Behaviour Change

PROPAGANDA FOR CHANGE is a project created by the students of Behaviour Change (ps359) and Professor Thomas Hills @thomhills at the Psychology Department of the University of Warwick. This work was supported by funding from Warwick's Institute for Advanced Teaching and Learning.

Thursday, February 26, 2015

Bow down

This advert followed the discovery that some iPhones were bending in people's pockets, which obviously isn't ideal for your new phone to be doing. Samsung stated that unlike the new iPhone our Galaxy Note 4 won't bend - with an additional video proving this through multiple strength tests. This advert is a clear example of a competition template detailed by Goldenburg, Mazursky and Solomon (1999).

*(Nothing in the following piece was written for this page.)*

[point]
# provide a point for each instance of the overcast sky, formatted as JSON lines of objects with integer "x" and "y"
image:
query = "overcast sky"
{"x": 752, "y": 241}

The competition template aims to emphasise a particular aspect of a product, that is solving a problem in a context that was not related to its original purpose. The advert works by linking the problem to the product in some way as shown in the graph below:

In this advert, the product is the Samsung phone. The problem set is that iPhones are bending, within the situation which would be people's back pockets. The product is linked to the problem in that it would solve it, as the Samsung phone doesn't bend. The comparison between the 2 phones is the linking operator, in that the Samsung phone is succeeding where the iPhone had failed.

The advert uses 'bend to those who are worthy' to emphasise the difference between the two phones and highlight the problem, and therefore the linking operator seen in the graph. By emphasising the differences between the 2 phones the advert is even more effective as the competitive angle is strongest.

Goldenberg, J., Mazursky, D. et al. (1999). The fundamental templates of quality ads. Marketing Science, 333-351.